Bu yüzden onu affetti.
Mükemmel görünümlerindeki çatlak, bir yara bandıyla kapatıldı.
Sapanca olayı kapanmış bir bölüm olmalıydı.
Aslı yoluna devam etmeye, bu kadar şiddetle sarsılan güveni yeniden inşa etmeye çalıştı.
Kaan bir süreliğine daha dikkatli, daha sevgi doluydu.
Sonra, aylar sonra, Ceyda Vural yeniden ortaya çıktı.
Hamileydi.
Kaan'ın baba olduğunu iddia ediyordu, o geceden.
O tek, korkunç geceden.
Her şeyden çok soya değer veren Kaan'ın annesi Elif Arslanoğlu, sevinçten havalara uçuyordu.
Nihayet bir varis geliyordu.
Elif Hanım, Kaan'a acımasızca baskı yaptı.
"Sorumluluk al, Kaan. Arslanoğlu mirası buna bağlı."
Ceyda rolünü mükemmel oynadı.
Kontrolü dışındaki koşullara yakalanmış, savunmasız kurbandı.
Doğru anlarda gözleri yaşlarla doluyordu.
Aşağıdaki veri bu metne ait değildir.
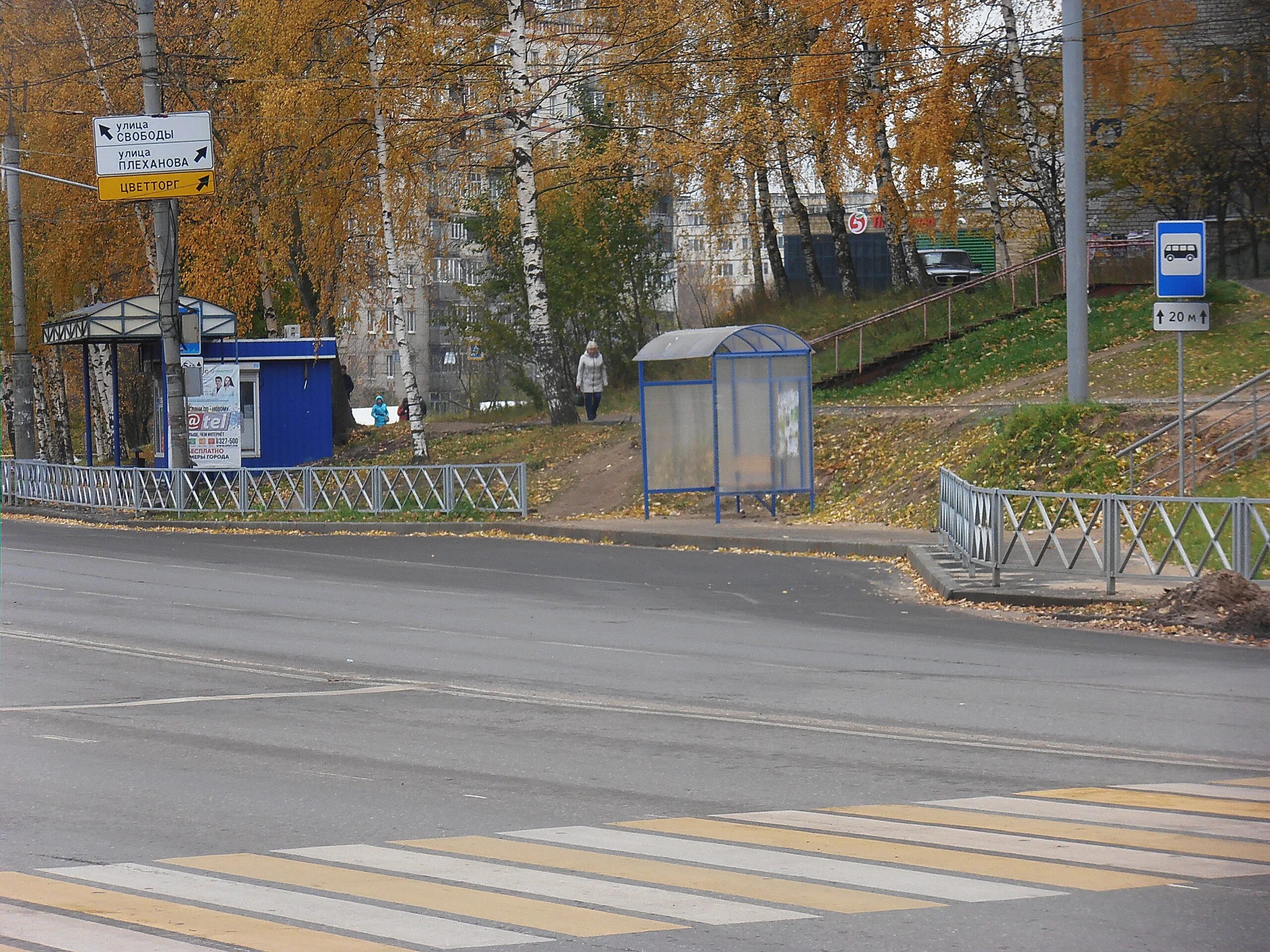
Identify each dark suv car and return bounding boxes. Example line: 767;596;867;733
917;247;983;284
Annesinin talepleri ve Ceyda'nın performansı arasında sıkışıp kalan Kaan, Aslı'ya döndü.
"Bu sadece geçici bir durum, Aslı, yemin ederim."
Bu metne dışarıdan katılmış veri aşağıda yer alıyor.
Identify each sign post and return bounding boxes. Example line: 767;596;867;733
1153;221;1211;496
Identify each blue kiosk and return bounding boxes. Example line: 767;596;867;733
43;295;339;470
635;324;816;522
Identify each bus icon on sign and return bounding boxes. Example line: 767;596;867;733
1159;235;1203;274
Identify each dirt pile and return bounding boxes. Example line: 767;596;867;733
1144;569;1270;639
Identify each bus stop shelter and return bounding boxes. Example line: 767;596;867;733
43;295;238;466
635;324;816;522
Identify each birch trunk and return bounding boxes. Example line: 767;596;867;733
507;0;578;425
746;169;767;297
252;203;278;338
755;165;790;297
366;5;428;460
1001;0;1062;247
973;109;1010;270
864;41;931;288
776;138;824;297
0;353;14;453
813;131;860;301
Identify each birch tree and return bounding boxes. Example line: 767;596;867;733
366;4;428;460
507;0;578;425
Ellerini tuttu, gözleri yalvarıyordu.
"Annemi yatıştırmalıyız. Ceyda ve çocuğa cömertçe bakılacak. Sonra ortadan kaybolacaklar. Bizi, hayatımızı etkilemeyecek."
Aslı'nın midesine soğuk bir yumru oturdu.
Bu geçici bir düzenleme değildi.
Bu yeni, kalıcı bir çatlaktı.
Ama ne yapabilirdi ki? Tartışmak mı? Bağırmak mı?
Onu bir kez affetmişti zaten.
Sözleri, yaklaşan fırtınaya karşı dayanıksız bir kalkandı.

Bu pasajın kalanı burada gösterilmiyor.